Cytokine production by the Th1 and Th2 subsets have been associated with susceptiblity to infectious, allergic, and autoimmune diseases. Understanding the molecular events which control lineage-specific cytokine expression would provide useful tools to modulate the Th1/Th2 response. IL- 4 production by Th2 cells is regulated by NFAT and the NFAT cofactor, NIP45. We have shown that arginine methylation of NIP45 facilitates its interaction with NFAT and augments IL-4transcription. Our data positioned the arginine methyltransferase PRMT1 downstream of the T cell receptor, suggesting that arginine methylation may be an important modification in immune receptor signaling pathways. Arginine methylation is countered by the actions of peptidylarginine deiminase 4 (PAD4). The five PAD enzymes convert arginine residues within proteins into the atypical amino acid citrulline. PAD4 is expressed mainly in lymphocytes. We have found that NIP45 methylation is negatively regulated by PAD4 via citrullination of arginine residues, which prevents the ability of NIP45 to be methylated by PRMT1. PAD4 expression dramatically reduces NIP45-induced IL-4promoter activity. Therefore, we hypothesize that through actions on NIP45 and other regulatory proteins that PAD4 controls Th cell cytokine expression.The specific aimsare: 1) Determine the mechanism by which PAD4 antagonizes NIP45-mediatedinduction of Th cell cytokine production. We will (i) determine the modified arginine residues in NIP45 by mass spectrometry, (ii) determine how PAD4 influences NIP45 activity by studying the effects of PAD4 on the NIP45/NFAT interaction, (iii) determine whether citrullination within NIP45 serves a function other than preventing methylation. 2) Investigate the regulation of PAD4 activity. We will: (i) determine the PAD4 expression pattern in Th cells, (ii) determine whether PAD4 activity is regulated in Th cells, (iii) determine whether PAD4, itself, is regulated by arginine methylation. 3) Analyzethe phenotype of PAD4 deficient mice. We will create mice in which exons 7-13 of PAD4 are flanked by loxP sites so that we can ablate PAD4 expression in the T lineage using CD4-Cre Tg mice. These mice will allow us to determine the role of PAD4 in Th cell function.

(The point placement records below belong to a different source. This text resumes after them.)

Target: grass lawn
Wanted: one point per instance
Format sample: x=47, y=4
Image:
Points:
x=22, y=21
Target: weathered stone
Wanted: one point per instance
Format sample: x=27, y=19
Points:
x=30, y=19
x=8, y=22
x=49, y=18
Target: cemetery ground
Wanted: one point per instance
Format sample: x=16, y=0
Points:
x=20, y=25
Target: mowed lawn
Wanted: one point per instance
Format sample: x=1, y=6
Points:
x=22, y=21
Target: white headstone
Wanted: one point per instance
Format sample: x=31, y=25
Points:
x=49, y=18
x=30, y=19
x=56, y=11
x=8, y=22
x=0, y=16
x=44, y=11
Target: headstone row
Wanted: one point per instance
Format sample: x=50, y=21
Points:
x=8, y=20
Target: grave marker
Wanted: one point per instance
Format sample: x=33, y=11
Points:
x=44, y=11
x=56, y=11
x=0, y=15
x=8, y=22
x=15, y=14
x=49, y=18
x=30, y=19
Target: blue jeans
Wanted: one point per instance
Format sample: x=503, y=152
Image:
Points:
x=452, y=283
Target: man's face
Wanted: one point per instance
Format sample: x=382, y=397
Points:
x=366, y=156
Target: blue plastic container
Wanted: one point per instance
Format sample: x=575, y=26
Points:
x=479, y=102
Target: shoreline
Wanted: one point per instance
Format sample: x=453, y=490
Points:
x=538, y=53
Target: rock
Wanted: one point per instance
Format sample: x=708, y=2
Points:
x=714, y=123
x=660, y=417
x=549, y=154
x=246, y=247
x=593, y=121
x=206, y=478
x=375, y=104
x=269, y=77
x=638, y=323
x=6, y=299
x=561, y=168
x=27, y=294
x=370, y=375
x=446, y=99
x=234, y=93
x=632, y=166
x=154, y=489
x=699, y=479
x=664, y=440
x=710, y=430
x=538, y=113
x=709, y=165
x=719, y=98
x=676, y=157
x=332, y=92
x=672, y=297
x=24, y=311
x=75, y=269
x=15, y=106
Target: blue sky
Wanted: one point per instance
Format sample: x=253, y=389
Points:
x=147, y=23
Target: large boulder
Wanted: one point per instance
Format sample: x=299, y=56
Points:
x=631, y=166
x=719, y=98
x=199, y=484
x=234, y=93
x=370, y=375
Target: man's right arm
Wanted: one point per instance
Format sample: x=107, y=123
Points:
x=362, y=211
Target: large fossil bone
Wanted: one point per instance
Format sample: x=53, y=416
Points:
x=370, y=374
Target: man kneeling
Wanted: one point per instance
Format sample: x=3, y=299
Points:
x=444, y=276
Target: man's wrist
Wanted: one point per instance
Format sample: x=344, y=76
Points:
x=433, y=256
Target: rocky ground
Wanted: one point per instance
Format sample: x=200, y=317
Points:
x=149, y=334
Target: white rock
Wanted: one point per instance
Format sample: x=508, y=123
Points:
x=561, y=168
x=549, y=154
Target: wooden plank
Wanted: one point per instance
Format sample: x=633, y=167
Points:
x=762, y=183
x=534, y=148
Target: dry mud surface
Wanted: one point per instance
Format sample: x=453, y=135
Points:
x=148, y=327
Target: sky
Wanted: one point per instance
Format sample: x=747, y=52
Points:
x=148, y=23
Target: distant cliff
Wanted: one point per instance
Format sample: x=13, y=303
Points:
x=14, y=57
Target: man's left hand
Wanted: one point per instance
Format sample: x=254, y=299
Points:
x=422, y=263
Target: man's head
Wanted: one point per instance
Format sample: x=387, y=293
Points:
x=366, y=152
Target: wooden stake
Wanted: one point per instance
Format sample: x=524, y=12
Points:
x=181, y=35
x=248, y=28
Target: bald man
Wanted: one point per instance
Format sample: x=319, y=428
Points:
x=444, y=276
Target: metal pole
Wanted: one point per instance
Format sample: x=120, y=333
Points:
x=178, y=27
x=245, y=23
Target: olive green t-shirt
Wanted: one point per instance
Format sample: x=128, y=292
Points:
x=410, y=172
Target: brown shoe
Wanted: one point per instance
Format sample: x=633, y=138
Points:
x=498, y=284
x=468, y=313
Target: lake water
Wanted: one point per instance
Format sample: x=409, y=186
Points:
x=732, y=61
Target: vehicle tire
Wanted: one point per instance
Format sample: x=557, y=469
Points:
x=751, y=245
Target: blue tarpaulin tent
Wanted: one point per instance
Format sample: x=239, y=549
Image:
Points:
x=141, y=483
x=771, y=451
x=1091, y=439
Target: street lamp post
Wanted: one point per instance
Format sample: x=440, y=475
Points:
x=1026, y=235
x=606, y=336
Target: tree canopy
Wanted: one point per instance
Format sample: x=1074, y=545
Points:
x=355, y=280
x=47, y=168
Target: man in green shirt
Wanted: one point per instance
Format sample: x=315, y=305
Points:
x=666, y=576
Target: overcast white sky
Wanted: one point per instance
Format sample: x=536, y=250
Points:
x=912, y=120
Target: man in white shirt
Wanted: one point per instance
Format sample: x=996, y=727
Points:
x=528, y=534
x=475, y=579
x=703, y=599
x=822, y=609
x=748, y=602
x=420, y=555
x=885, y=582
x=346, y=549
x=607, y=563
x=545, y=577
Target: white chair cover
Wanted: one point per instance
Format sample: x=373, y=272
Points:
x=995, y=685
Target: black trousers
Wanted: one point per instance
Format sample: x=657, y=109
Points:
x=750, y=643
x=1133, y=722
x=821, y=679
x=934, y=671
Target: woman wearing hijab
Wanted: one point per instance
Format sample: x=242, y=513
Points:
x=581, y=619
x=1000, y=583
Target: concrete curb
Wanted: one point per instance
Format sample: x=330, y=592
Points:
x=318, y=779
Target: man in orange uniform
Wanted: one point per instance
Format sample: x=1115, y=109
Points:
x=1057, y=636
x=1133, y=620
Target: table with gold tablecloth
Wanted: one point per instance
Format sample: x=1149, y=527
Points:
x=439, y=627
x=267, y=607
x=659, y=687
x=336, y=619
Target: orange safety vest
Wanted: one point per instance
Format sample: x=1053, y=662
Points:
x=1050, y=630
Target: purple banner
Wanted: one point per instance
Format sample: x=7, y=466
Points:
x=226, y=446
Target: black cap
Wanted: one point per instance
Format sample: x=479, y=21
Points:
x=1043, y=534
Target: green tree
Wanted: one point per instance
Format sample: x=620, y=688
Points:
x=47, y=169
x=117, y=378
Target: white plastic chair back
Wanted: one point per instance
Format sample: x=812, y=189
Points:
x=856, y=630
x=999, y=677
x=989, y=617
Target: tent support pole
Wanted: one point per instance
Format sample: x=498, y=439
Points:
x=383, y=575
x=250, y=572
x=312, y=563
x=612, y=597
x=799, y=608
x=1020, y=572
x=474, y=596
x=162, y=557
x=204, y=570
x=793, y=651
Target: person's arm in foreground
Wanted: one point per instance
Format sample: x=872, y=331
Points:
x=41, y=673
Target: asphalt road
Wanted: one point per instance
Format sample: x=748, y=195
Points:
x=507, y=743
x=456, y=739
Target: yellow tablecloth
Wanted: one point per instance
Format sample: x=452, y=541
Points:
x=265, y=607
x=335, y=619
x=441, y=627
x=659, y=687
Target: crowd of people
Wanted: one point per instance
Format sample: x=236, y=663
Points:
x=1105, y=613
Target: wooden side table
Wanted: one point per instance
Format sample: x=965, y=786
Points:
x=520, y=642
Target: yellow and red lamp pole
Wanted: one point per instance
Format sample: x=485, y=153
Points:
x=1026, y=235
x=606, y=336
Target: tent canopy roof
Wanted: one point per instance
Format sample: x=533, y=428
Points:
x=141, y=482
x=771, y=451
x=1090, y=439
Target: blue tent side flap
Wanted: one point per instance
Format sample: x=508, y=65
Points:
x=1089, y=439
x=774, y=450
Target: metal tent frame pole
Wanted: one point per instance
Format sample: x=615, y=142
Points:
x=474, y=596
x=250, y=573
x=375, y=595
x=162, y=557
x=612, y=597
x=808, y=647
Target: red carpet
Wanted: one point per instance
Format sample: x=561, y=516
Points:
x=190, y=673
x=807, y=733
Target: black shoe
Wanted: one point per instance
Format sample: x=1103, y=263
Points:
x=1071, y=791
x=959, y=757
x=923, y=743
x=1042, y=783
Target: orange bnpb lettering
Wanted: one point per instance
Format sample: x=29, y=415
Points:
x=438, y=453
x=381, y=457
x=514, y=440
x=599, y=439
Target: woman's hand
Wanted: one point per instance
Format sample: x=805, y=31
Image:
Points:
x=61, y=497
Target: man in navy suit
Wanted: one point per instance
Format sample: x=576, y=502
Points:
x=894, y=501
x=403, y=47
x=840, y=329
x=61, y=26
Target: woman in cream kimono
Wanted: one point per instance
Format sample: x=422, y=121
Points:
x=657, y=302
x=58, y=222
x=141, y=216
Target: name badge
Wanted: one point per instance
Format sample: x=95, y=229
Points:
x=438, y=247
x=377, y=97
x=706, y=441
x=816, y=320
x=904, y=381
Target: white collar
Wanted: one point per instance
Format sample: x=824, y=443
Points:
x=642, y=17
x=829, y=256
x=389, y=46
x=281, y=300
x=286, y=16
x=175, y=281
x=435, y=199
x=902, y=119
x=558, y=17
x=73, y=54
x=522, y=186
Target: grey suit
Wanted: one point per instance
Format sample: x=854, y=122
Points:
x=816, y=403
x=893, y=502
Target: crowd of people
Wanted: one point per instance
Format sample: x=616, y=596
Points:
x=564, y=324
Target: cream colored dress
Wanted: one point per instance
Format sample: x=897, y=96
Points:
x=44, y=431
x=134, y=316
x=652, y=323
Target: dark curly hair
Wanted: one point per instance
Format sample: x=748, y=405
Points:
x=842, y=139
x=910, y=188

Th1 和 Th2 亚群产生的细胞因子与对以下疾病的易感性相关： 传染性、过敏性和自身免疫性疾病。了解控制的分子事件 谱系特异性细胞因子表达将为调节 Th1/Th2 反应提供有用的工具。白细胞介素- Th2 细胞产生的 4 蛋白受 NFAT 和 NFAT 辅助因子 NIP45 调节。我们已经证明 NIP45 的精氨酸甲基化促进其与 NFAT 的相互作用并增强 IL-4 转录。 我们的数据将精氨酸甲基转移酶 PRMT1 定位在 T 细胞受体的下游， 表明精氨酸甲基化可能是免疫受体信号传导的重要修饰 途径。精氨酸甲基化可通过肽基精氨酸脱亚胺酶 4 (PAD4) 的作用来抵消。 五种 PAD 酶将蛋白质内的精氨酸残基转化为非典型氨基酸瓜氨酸。 PAD4主要在淋巴细胞中表达。我们发现NIP45甲基化呈负向 PAD4 通过精氨酸残基的瓜氨酸化来调节，从而阻止 NIP45 被 被 PRMT1 甲基化。 PAD4 表达显着降低 NIP45 诱导的 IL-4 启动子活性。 因此，我们假设通过对 NIP45 和其他调节蛋白的作用 PAD4控制Th细胞细胞因子的表达。具体目标是： 1) 确定PAD4拮抗NIP45介导的Th细胞诱导的机制 细胞因子的产生。我们将 (i) 按质量确定 NIP45 中修饰的精氨酸残基 光谱分析法，(ii) 通过研究 PAD4 的影响来确定 PAD4 如何影响 NIP45 活性 关于 NIP45/NFAT 相互作用，(iii) 确定 NIP45 内的瓜氨酸化是否起到 除了防止甲基化之外还有其他功能。 2) 研究PAD4活性的调节。我们将： (i) 确定 PAD4 表达模式 在 Th 细胞中，(ii) 确定 PAD4 活性是否在 Th 细胞中受到调节，(iii) 确定是否 PAD4 本身受精氨酸甲基化调节。 3)分析PAD4缺陷小鼠的表型。我们将创建小鼠，其中外显子 7-13 PAD4 两侧是 loxP 位点，因此我们可以使用以下方法消除 T 谱系中的 PAD4 表达 CD4-Cre Tg 小鼠。这些小鼠将使我们能够确定 PAD4 在 Th 细胞功能中的作用。